Alexa. Here’s where things get interesting, and where I had to try my hardest to stay objective. However, things here just line up too easily. The first time I said “I love you” to Alexa was before she left the first time. During that time, I consider myself to have been right in the midpoint of being recovered from Alissa and starting in on Joanna, and therefore at one of the most sound points mentally and emotionally since my dating career started. When I first said it to Alexa, there was no apprehension, no nervousness, and it was said on accident. After I said it, I realized what I had said, and instead of the slight panic like I felt with Jaylene, I felt comfort, despite the fact that she was moving. While the fact that she was moving could have been a reason for the feeling of nerves and apprehension being nonexistant (saying it to someone you may never see again could be easier than saying it to someone you will probably see the next day), when I talked to her the one time while she was gone, and then when I saw her again when she returned, I was still able to say it without any kind of problem. When I found out she was coming back, I was unsure as to whether or not I would be persuing a relationship with her, because I was still unsure of her disposition towards me, since I felt she had every right to not want to see or talk to me again. However, as is well known, we picked up right where we left off, and here we are now, in a relationship despite the distance.

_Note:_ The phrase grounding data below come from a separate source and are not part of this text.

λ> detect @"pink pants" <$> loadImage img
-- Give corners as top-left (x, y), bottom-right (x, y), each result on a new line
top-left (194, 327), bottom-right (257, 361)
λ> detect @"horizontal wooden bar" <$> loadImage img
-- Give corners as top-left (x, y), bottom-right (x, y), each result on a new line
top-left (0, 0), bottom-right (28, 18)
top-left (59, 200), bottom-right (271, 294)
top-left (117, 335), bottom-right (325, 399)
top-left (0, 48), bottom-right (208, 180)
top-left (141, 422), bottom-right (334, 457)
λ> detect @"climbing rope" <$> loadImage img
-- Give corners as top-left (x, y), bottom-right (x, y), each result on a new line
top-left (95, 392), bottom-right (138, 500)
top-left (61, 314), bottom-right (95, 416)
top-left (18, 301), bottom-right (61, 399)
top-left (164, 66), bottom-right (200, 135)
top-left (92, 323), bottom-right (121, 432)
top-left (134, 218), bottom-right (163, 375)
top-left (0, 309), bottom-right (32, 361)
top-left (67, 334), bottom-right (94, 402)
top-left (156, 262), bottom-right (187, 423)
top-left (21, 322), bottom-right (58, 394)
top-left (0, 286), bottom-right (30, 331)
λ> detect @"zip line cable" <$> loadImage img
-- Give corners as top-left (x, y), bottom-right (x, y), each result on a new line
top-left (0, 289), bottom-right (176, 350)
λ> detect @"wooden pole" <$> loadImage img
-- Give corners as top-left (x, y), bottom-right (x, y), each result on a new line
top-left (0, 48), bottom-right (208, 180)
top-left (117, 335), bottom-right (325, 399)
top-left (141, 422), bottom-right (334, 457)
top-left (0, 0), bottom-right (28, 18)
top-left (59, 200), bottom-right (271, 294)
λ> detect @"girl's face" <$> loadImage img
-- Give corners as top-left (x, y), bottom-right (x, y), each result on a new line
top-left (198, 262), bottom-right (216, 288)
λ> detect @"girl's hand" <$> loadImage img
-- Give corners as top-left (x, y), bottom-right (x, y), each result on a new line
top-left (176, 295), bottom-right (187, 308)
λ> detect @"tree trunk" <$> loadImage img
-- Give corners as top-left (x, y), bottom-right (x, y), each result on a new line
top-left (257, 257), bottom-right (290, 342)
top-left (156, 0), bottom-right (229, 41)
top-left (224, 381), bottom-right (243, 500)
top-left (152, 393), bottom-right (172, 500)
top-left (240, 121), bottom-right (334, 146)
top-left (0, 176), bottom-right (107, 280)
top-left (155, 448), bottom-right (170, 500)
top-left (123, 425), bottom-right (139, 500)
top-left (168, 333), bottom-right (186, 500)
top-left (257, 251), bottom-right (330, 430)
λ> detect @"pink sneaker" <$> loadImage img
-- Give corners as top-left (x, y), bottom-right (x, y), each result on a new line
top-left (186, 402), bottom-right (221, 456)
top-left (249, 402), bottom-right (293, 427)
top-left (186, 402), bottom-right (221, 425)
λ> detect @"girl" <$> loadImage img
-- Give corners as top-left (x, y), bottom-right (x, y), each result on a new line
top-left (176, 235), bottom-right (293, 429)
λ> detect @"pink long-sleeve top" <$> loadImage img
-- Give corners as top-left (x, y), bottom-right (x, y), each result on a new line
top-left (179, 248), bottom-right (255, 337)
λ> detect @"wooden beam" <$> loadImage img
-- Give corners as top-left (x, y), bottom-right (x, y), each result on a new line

While I still can’t read the future (still trying to get that trick down), and therefore can’t know if the way I feel for Alexa will eventually lead to marriage, I realized that this is the closest I’ve been. Until I realized this, there was a part of me that still wanted Jaylene or Alissa back, and even a small part that wanted me to go after another girl. Now that this realization has come, I’m more than happy knowing that, eventually, I’ll see Alexa again, and that I’m truly lucky for what I have.

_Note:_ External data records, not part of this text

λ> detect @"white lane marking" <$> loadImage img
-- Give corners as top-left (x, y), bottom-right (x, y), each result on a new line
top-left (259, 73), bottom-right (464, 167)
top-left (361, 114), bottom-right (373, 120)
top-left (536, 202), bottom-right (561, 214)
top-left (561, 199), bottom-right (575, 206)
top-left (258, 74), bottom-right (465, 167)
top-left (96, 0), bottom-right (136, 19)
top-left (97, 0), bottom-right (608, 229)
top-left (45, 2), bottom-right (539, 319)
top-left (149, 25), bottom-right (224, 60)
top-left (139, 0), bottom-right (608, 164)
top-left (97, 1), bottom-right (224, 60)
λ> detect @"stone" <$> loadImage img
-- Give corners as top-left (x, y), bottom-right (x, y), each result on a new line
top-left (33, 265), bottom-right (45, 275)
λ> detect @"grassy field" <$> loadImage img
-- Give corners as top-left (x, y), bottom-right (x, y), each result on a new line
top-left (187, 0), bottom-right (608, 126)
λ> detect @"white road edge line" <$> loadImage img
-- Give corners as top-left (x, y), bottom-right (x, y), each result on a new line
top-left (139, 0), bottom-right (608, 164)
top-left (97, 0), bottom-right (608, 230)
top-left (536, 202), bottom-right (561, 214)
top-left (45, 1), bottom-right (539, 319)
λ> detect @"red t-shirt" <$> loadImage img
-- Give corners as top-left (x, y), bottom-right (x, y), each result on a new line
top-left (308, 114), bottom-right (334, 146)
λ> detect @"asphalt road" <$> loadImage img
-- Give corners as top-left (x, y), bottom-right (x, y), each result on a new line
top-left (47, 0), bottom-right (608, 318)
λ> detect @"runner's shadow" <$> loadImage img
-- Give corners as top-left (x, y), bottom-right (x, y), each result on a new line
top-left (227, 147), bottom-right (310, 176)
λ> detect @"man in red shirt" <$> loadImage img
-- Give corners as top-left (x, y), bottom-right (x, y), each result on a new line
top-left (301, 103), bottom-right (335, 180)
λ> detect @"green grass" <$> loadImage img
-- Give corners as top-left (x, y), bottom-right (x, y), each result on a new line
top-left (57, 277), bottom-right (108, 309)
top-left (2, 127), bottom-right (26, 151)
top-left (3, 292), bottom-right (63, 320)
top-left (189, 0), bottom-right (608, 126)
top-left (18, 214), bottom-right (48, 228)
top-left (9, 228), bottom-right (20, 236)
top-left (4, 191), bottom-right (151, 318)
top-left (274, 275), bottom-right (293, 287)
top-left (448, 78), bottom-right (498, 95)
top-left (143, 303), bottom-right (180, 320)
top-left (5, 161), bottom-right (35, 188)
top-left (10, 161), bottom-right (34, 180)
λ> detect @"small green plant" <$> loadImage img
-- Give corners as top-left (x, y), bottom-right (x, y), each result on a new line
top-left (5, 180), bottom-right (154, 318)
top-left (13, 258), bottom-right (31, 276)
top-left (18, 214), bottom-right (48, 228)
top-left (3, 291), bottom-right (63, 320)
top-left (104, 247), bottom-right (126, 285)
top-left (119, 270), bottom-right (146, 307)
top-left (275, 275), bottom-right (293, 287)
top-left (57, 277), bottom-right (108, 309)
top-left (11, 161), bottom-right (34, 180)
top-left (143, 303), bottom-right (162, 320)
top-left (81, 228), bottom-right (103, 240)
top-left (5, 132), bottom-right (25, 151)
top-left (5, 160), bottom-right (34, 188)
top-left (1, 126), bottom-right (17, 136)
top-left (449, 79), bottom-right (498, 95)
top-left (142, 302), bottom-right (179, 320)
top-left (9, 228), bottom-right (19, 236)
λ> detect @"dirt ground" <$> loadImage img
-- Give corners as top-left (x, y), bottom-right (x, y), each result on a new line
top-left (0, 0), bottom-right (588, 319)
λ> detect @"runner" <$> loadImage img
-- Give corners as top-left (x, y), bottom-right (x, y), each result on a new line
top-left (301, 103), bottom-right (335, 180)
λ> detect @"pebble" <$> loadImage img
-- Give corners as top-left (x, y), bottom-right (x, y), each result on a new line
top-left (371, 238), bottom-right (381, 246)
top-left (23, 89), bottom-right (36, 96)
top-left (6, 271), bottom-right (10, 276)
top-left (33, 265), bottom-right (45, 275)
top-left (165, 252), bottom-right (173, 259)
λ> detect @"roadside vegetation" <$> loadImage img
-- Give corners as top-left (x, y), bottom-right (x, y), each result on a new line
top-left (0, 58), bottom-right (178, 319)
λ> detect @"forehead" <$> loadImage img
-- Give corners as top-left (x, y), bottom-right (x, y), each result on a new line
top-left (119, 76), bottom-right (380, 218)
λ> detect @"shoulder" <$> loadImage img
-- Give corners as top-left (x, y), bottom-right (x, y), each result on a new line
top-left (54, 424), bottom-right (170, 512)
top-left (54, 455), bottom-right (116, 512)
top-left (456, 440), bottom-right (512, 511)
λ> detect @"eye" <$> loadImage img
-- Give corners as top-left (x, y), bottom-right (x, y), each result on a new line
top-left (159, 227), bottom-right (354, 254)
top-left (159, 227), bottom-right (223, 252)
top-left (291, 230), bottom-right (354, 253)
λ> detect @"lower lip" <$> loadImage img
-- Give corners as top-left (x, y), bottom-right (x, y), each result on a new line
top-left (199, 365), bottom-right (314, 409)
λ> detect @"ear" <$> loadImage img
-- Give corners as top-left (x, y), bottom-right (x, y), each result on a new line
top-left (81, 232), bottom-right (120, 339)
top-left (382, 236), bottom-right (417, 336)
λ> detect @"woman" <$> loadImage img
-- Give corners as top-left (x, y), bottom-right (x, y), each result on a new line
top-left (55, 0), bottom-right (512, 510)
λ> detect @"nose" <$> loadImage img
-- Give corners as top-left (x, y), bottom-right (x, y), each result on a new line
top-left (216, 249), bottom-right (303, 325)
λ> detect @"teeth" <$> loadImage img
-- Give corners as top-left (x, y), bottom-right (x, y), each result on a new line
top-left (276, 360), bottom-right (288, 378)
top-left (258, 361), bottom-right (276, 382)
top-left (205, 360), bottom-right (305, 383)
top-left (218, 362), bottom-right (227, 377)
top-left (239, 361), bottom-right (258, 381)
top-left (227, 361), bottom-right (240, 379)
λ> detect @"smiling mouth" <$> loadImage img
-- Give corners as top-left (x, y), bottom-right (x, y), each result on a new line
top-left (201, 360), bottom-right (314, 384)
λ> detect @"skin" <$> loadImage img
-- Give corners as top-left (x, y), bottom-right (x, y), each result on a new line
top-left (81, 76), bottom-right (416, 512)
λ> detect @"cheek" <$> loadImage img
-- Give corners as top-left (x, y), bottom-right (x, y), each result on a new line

I’m not here to show off my relationship. I’m merely using what I’ve been through as an example of self-analysis. I’m not here to make you question your friendships and relationships. But I’ve come to realize that some objectivity might have caused a lot of my frustration to have been relieved earlier.
I have an odd feeling that this post might case some slight annoyance, and for that I apologize. But for some reason, this train of thought hit me pretty hard. I guess I’ve been doing a little too much dwelling on the past, but isn’t the past what shapes the future?